La primera vez que la FAA disparó fue el 16 de junio de 1955, destruyendo los aviones del Comando de la Aviación Naval en el Bombardeo de la Plaza de Mayo, donde se produjo el ametrallamiento y bombardeo de civiles desarmados. Sin embargo oficialmente el bautismo de fuego es considerado el 1 de mayo de 1982 cuando se enfrentaron aviones Mirage III y Sea Harrier.[1]

Situación de la FAA en el conflicto[editar]

La Fuerza Aérea Argentina —FAA— no estaba preparada para una batalla aeronaval contra el Reino Unido, pues no tenía ni los aviones ni el adiestramiento del personal adecuado para ese tipo de luchas. Realizó una práctica de ataque a un destructor Tipo 42 de la Armada Argentina —ARA—, similar a los que tenía la Marina Real británica. Según la ARA las posibilidades de derribo de los aviones de ataque eran de un noventa por ciento. Al finalizar la práctica, el jefe de escuadrilla hizo un pasaje de despedida a baja altura sobre el buque. En el puesto de comando del barco, el jefe del escuadrón de los aviones que participaban en las prácticas notó que el pasaje no fue advertido electrónicamente. De estos hechos se sacaron enseñanzas y conclusiones que permitirían atacar a los buques británicos volando a muy baja altura.[2]

Los aeródromos más cercanos a las islas estaban a 400 mni de las islas. Por esto, los aviones Dagger solo podían permanecer dos o tres minutos en la zona de objetivo. Los Mirage IIIEA solo podían llegar a la vertical de las islas sin poder descender. Esto se debió a que ninguno de los dos aviones mencionados poseían capacidad de reabastecimiento en vuelo (REV). En tanto que los aviones A-4B y A-4C Skyhawk precisaron el REV para tener más posibilidades de llegar al objetivo, atacar y regresar al continente. Sumado a esto solo existían dos aviones reabastecedores y ante cualquier problema en el reabastecimiento los pilotos podían abortar la misión en el mejor de los casos o o eyectarse en el mar en el peor.[2]

Las unidades de combate de la FAA tenían la ventaja de operar desde bases en tierra. No obstante para ejercer una superioridad aérea fueron importantes las armas que podían usarse contra los objetivos, las cuales serían afectadas en función del tiempo de permanencia en la zona del objetivo. Esto dependía de: cantidad de aviones, autonomía de vuelo, número de salidas que podía realizar cada avión por día y armas que portaban.[2]

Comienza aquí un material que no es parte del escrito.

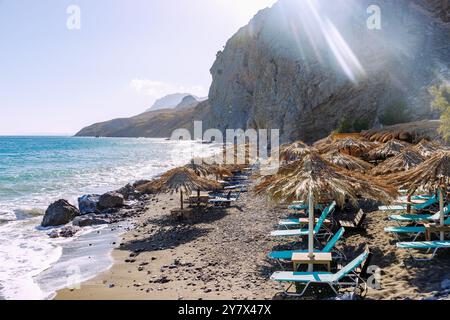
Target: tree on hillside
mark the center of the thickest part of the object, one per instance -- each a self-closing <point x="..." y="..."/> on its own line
<point x="441" y="102"/>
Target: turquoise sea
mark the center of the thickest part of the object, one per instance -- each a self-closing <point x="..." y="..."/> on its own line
<point x="34" y="171"/>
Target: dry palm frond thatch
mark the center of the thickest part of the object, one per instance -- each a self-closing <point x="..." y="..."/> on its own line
<point x="430" y="175"/>
<point x="202" y="168"/>
<point x="388" y="150"/>
<point x="183" y="180"/>
<point x="324" y="181"/>
<point x="426" y="148"/>
<point x="347" y="161"/>
<point x="406" y="160"/>
<point x="294" y="151"/>
<point x="351" y="146"/>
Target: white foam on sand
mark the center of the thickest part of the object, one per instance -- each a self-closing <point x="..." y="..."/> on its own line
<point x="24" y="253"/>
<point x="34" y="266"/>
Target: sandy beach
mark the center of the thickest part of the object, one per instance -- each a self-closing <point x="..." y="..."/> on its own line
<point x="222" y="255"/>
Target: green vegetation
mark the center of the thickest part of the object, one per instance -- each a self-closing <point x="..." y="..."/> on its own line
<point x="441" y="102"/>
<point x="395" y="114"/>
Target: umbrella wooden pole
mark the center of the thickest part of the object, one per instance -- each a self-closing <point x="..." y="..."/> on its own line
<point x="181" y="199"/>
<point x="311" y="231"/>
<point x="441" y="208"/>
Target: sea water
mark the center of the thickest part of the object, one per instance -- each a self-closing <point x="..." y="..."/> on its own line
<point x="34" y="171"/>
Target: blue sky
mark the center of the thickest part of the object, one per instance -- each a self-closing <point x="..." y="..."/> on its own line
<point x="126" y="54"/>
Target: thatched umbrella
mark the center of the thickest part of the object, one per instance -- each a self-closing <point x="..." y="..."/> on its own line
<point x="347" y="161"/>
<point x="183" y="180"/>
<point x="388" y="150"/>
<point x="433" y="174"/>
<point x="427" y="148"/>
<point x="313" y="178"/>
<point x="406" y="160"/>
<point x="351" y="146"/>
<point x="201" y="168"/>
<point x="294" y="151"/>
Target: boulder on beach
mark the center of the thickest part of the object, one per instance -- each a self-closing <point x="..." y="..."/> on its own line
<point x="66" y="232"/>
<point x="89" y="220"/>
<point x="59" y="213"/>
<point x="110" y="200"/>
<point x="88" y="203"/>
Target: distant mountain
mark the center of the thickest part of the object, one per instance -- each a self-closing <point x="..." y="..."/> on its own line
<point x="150" y="124"/>
<point x="171" y="101"/>
<point x="307" y="74"/>
<point x="188" y="102"/>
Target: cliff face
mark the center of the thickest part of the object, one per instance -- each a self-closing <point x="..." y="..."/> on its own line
<point x="305" y="69"/>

Los aviones británicos tenían la ventaja de operar relativamente más cerca que los argentinos, pues disponían de portaaviones estacionados entre noventa y ciento veinte millas náuticas de la zona de objetivos. Por lo tanto, podían realizar más salidas y estar más tiempo en la susodicha zona, entre veinte y tres minutos.[2]

La situación táctica fue más favorable a Argentina pues podía elegir el lugar, momento y procedimiento que más le conviniera para obtener el mayor grado de sorpresa y efectividad. Los británicos debían montar guardia, lo que era muy desgastante y llegó a constituir una deficiencia en la Fuerza de Tareas británica. Los aviones de alerta temprana británicos no podían ser alojados en los portaaviones.[2]

El armamento era inadecuado para usarlo contra buques. Este problema se intentó solucionar variando los tiempos de armado de las espoletas y retardos. La falta de conocimiento sobre el tema y ensayos hizo que los cambios no dieran el resultado esperado. Finalmente con armas aptas provistas por el fabricante y bien analizados, dieron resultados satisfactorios pero con un gran porcentaje de fallas.[3]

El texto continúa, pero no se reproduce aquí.